Cin ve şeytan kavramlarına dair çok ayrıntılı bilgiler verilmiş, kurdukları tuzaklar tanıtılmış ve korunma yolları önerilmiştir. Bu eserde "vasat ümmet" kavramına değinilmekte ve açıklanmaktadır. Riya ve riyadan kaçınma yolları ile ilgili tavsiyeler içermektedir. Son olarak "Evliya görüldüğünde Allah hatırlanır." hadisi ile ilgili Feyzi Efendi'nin yorumu ve evliyanın vasıfları izah edilerek eser sona ermektedir. Bu kitapta şeytanın isim ve sıfatlarını içeren tüm kelimeler ele alınmış, önce sözlük anlamları verilmiş sonra da o bağlamda şeytanın nasıl tuzaklar kurduğu ve bu tuzaklardan korunma adına yapılması gerekenler izah edilmeye çalışılmıştır.

(21)

Karanlıktan Aydınlığa

Hayattayken Mehmet Feyzi Efendi ile görüşen, sohbetinde bulunan veya herhangi bir vesile ile teması olup hatırası bulunan kimselerin hatıraları ve Mehmet Feyzi Efendi'nin sohbetlerine dair görüş ve düşünceler Şaban Kalaycı (Muzaffer Ertaş)2 tarafından bu kitapta derlenmiştir. Bu kitap Feyzi Efendi’nin hatıralarına ulaşabilme konusunda elimizdeki en geniş eserdir. Feyzi Efendi’nin vefatından 6-7 yıl sonra basılmıştır. Bu sebeple de henüz hayatta iken Feyzi Efendi’yi tanıyan ve talebesi olan ya da ziyaret eden birçok kişiye ulaşma imkânı olmuştur. Feyzi Efendi’den nakil yapan insanların bazısı onu sürekli dinleme imkânına sahipken bazısı ömründe birkaç kez görmüş kişiler olabilir. Bu sebeple anlatılanlardan kesin bir yargıya varmak, muhatabın sübjektif bakışını ayıklayarak Feyzi Efendi’nin düşünceleri konusunda hüküm vermek, ilmî olarak zorlaşmaktadır.

Karanlıktan Nur'a

Şaban Kalaycı (Muzaffer Ertaş) tarafından hazırlanan bu eser de aynı içeriğe sahip olan Karanlıktan Aydınlığa adlı eserin devamı niteliğindedir. Karanlıktan Aydınlığa isimli eserin gördüğü ilgi sebebiyle yazar, hatıraları derlemeyi sürdürmüş ve ikinci bir eser ortaya konulmuştur. Bu iki kitabın toplanmış olması, Feyzi Efendi’nin vefatından 26 yıl sonra onun hakkında tarafımızdan bir tez çalışması yapılması yönünde bizleri cesaretlendirmiştir. Çünkü yazılan bu eserler olmasaydı onu tanıyanların birçoğunun aramızdan ayrıldığı bunca yıldan sonra Feyzi Efendi hakkında bilgi elde etmemizi son derece zor hale getirecekti.
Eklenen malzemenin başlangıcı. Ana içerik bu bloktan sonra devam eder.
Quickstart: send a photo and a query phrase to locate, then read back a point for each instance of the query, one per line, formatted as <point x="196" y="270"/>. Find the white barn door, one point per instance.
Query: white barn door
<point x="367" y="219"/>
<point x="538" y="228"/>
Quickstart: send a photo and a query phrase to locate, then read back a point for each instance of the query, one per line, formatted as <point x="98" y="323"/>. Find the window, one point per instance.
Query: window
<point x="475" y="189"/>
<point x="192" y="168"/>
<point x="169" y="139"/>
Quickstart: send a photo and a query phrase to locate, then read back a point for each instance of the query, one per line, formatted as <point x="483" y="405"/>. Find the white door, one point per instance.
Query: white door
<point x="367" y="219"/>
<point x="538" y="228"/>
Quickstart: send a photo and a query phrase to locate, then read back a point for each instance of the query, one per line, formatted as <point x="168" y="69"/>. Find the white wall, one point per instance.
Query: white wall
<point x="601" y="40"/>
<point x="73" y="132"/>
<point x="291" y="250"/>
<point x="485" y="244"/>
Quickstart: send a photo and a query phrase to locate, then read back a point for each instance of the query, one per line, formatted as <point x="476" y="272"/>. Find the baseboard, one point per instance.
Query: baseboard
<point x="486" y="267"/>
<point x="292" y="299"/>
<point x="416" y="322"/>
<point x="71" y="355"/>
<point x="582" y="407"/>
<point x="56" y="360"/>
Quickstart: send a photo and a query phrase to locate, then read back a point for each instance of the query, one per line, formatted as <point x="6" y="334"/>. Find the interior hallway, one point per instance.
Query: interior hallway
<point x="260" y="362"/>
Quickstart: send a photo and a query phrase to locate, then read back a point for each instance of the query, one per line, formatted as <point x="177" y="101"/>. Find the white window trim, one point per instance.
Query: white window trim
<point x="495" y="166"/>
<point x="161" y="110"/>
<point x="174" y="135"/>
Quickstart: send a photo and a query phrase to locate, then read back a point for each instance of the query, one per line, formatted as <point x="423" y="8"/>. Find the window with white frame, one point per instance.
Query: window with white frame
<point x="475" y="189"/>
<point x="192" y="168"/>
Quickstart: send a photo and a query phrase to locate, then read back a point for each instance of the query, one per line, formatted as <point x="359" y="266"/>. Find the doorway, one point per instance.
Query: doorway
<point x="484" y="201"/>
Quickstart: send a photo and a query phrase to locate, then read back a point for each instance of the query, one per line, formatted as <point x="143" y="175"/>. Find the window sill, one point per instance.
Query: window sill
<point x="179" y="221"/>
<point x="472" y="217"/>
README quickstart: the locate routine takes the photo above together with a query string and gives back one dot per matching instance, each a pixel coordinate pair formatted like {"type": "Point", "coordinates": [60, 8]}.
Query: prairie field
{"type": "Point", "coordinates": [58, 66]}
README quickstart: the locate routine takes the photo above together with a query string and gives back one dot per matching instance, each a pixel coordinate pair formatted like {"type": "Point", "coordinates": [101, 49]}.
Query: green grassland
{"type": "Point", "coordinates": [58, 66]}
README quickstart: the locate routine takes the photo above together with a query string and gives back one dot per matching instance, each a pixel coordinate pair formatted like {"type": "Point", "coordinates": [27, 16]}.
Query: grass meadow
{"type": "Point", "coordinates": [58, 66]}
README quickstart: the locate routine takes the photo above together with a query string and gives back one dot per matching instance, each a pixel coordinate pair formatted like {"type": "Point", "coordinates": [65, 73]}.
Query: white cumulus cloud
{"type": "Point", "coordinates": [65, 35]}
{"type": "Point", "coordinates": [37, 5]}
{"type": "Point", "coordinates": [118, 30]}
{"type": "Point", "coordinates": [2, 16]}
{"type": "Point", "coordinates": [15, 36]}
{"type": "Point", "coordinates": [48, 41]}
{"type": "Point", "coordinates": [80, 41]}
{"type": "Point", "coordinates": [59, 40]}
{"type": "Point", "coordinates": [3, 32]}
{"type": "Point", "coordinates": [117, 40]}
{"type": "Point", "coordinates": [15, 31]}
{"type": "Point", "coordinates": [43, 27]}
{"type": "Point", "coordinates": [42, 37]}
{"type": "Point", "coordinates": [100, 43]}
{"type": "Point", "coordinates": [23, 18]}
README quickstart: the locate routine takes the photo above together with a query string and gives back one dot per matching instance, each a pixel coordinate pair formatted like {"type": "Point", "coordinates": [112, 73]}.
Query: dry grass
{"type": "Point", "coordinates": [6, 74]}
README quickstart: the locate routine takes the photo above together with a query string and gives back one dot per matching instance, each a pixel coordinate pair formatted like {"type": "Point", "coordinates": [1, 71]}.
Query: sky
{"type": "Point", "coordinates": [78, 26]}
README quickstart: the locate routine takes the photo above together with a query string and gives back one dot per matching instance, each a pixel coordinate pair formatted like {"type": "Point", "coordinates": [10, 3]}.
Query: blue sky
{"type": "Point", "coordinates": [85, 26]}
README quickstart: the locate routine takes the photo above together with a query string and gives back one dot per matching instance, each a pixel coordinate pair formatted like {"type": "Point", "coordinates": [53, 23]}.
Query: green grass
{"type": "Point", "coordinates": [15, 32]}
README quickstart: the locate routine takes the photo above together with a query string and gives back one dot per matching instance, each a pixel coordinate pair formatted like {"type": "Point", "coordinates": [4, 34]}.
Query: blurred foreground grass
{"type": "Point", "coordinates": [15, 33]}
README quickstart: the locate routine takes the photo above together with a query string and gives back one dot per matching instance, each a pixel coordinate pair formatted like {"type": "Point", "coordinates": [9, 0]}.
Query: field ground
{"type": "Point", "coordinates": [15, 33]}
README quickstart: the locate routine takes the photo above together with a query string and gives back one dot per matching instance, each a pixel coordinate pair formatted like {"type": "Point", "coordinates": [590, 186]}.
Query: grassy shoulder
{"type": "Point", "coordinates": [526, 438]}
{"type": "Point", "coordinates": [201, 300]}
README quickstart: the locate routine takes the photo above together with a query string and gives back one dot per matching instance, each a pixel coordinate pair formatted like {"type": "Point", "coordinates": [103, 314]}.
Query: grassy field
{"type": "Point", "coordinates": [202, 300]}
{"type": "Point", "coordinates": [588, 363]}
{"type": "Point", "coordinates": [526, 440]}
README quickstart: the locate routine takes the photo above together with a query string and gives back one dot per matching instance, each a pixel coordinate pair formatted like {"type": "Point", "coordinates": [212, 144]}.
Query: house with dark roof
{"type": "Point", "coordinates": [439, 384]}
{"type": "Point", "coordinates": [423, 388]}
Şaban Kalaycı tarafından yayına hazırlanan Karanlıktan Aydınlığa ve Karanlıktan Nur’a adlı hatırat kitapları, Feyzi Efendi’yi bize en çok yansıtan eserler olmuştur. Tabii ki hatırayı veren kişilerin algısı, olayı hatırlama düzeyi, tahsil ve anlama seviyesi, kendi bakış açısı gibi etkenler bu hatıralardan objektif bir sonuç çıkarmamızı zorlaştırmaktadır. Ama hatıraların sayıca çok olması, onlarca insanın birbirine benzer nitelikte, birbirini tamamlayıcı, destekleyici, teyit edici bilgiler vermesi, anlatılan hatıralar içinde çelişkili ifade olmayışı, herkesin Feyzi Efendi’yi aynı yönde ve aynı doğrultuda algıladığı düşüncesini uyandırmaktadır. Bu da bizi doğruya yakın derecede fikir sahibi kılmaktadır. Zaten dinleyicilerin içerisinde profesör düzeyinde ilim adamları, öğretmen, din görevlisi, müftü, vaiz, tıp doktoru, mühendis gibi her meslekten insan vardır. Türkiye’nin ve dünyanın çeşitli yerlerinden gelen bu ziyaretçi profili;

2 "Şaban Kalaycı" adı, Mehmet Feyzi Efendi'nin talebelerinden Emekli Eğitimci ve Yazar Muzaffer Ertaş tarafından kullanılan müstear bir isimdir.

(22)

esnaf, sanatçı, siyasetçi, tüccar ayırımı olmadan her kesimden insanı kapsamaktadır.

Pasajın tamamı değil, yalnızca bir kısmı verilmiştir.